Erdoğan’ın Suriye ve Irak’taki radikal İslamcı terör örgütleri ile olan ilişkilerinin bütün boyutlarını, geçmişini, derinliğini ve genişliğini bilemeyeceğimiz için bunların Erdoğan’ın tam olarak nesi olduklarını da, doğal olarak, tam isabetli bir şekilde kestiremeyebiliriz. Ama, en mümeyyiz vasıfları kör bıçakla kafa kesmek, kafeslerde diri diri insan yakmak, masum insanları bina tepelerinden ya da uçurumlardan atarak katletmek, sırf farklı etniklerden ya da farklı inançlardan oldukları için kitlesel kıyımlarda bulunmak, sıradan insanlara akla hayale gelmeyecek işkenceler yapmak, adım attıkları her yeri yağmalamak, 21 yüzyılda esir ticareti yapmak, tutsak aldıkları kadınları seks kölesi olarak kullanmak olan insanlık artığı bu terör şebekelerinin Erdoğan’ın nesi olduğunu, bu katiller sürüsünün üzerindeki güçlü nüfuzundan hiç şüphesi olmayan Vladimir Putin ve adamları çok iyi biliyor olmalı.
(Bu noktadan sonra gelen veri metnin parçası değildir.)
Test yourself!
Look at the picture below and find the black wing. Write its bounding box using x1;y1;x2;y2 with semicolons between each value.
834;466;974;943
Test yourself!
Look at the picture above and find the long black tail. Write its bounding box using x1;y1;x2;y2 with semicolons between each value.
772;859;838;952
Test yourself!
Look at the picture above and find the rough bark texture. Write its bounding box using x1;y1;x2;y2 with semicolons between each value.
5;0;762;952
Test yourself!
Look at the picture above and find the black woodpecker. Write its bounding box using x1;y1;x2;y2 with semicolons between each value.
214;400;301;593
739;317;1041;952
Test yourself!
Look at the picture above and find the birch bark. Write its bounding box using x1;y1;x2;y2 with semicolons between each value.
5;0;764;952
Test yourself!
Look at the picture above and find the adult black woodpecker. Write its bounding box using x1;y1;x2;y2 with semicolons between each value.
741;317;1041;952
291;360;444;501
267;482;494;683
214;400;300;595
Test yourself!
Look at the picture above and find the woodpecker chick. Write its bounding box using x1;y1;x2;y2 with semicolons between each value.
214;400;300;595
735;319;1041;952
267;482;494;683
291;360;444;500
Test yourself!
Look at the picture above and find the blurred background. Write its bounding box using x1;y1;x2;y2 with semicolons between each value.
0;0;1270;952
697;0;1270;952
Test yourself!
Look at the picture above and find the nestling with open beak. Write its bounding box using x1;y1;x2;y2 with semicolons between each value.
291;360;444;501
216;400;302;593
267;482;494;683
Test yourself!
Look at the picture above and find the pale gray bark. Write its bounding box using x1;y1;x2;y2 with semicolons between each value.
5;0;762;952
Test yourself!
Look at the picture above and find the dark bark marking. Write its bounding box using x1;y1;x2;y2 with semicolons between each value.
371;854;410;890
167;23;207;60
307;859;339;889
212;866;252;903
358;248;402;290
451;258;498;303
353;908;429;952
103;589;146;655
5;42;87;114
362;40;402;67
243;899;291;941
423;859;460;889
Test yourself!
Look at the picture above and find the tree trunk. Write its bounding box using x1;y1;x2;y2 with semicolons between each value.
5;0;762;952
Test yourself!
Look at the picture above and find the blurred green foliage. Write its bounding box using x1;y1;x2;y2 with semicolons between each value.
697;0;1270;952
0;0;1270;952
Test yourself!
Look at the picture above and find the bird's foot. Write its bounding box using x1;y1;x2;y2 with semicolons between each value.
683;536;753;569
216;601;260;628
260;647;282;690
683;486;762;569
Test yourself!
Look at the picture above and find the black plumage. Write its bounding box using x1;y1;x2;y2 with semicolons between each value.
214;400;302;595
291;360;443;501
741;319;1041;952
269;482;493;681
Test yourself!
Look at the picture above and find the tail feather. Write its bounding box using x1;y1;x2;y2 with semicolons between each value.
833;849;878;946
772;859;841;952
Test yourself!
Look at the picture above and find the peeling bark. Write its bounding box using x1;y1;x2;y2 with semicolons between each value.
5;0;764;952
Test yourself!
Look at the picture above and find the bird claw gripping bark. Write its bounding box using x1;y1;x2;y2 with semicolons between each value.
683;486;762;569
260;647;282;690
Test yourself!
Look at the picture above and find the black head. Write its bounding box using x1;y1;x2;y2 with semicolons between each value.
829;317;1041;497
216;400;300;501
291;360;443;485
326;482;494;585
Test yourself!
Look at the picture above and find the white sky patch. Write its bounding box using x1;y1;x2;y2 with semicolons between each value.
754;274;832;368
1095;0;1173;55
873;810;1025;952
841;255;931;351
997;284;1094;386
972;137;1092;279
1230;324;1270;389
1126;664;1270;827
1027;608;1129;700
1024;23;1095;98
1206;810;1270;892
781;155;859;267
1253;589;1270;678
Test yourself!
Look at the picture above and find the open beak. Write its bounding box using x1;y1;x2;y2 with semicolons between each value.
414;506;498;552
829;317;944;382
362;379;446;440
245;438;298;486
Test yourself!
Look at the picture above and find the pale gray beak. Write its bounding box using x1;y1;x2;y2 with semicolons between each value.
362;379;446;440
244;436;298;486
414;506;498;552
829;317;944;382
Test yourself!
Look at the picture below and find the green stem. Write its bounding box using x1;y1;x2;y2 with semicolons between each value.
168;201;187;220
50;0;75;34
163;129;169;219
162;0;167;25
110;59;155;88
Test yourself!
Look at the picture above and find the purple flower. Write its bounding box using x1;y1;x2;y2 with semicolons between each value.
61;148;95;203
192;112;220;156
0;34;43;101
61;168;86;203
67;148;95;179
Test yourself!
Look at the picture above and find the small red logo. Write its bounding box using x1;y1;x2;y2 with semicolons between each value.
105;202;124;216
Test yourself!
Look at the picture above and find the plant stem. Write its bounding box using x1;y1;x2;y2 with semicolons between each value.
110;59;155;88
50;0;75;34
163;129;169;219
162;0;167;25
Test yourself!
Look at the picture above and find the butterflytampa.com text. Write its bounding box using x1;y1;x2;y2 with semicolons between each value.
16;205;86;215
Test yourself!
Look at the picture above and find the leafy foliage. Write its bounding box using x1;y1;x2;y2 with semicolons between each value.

ERDOĞAN’IN ZİHNİYET AKRABALIĞI İÇERİSİNDEKİ ÖRGÜTLERE VEFASI

Ha bir de derin devlet kontenjanından CHP’ye paraşütle indirilen ve hangi tecrübesine binaen olduğu bir türlü anlaşılamamasına rağmen partinin dış ilişkilerinden sorumlu başkan yardımcısı konumuna oturtulan Musul Başkonsolosu Yılmaz Öztürk, bu cihadistlerin Erdoğan’ın tam olarak nesi olduğunu biliyordur herhalde… Azıcık sabır, nedenini anlatacağım.

Aralarında pek bir fark olmadığı için bir gün el-Kaide, ertesi gün el-Nusra, bir başka gün IŞİD, Heyet Tahrir el Şam (HTŞ), Özgür Suriye Ordusu (ÖSO) ya da bir başka örgüt adı altında Suriye ve Irak’ta kan döken, işkence yapan, talan, katliam ve tecavüzlerde bulunan radikal İslamcı teröristlerin Erdoğan için ne kadar değerli ve önemli olduklarını, haklarında yapılan soruşturmaları nasıl canhıraş sümen altı etme çabasından ve uğurlarına görevden alarak zindanlara tıktığı hakim, savcı, asker, polis ve gazetecilerin sayısından anlayabiliriz.

Öte yandan, Erdoğan ve şürekasının, oluşumlarında bile ciddi rol oynadıkları IŞİD ve el-Kaide uzantısı cihadist katil sürüleri ile olan yakınlıklarını, onlara duydukları sonsuz güvenden de çıkarabiliriz. Bu tuhaf güvenin ne kadar kadar köklü olduğunu çıkarabilmek için Erdoğan ve avenelerinin 2014 Eylül ayı sonuna kadar IŞİD’e terör örgütü demekten bile nasıl imtina ettiklerini hatırlamamız yeterli olur sanırım.

Unutmayalım ki, Erdoğan ve çetesi, 11 Haziran 2014’te Musul Konsolosluğu’nu işgal ederek Başkonsolos Yılmaz Öztürk de dahil olmak üzere 49 konsolosluk personelini aylarca rehin aldığı 102 gün boyunca bile IŞİD’e yönelik sempatisini açıktan sürdürmekte herhangi bir beis görmemişti.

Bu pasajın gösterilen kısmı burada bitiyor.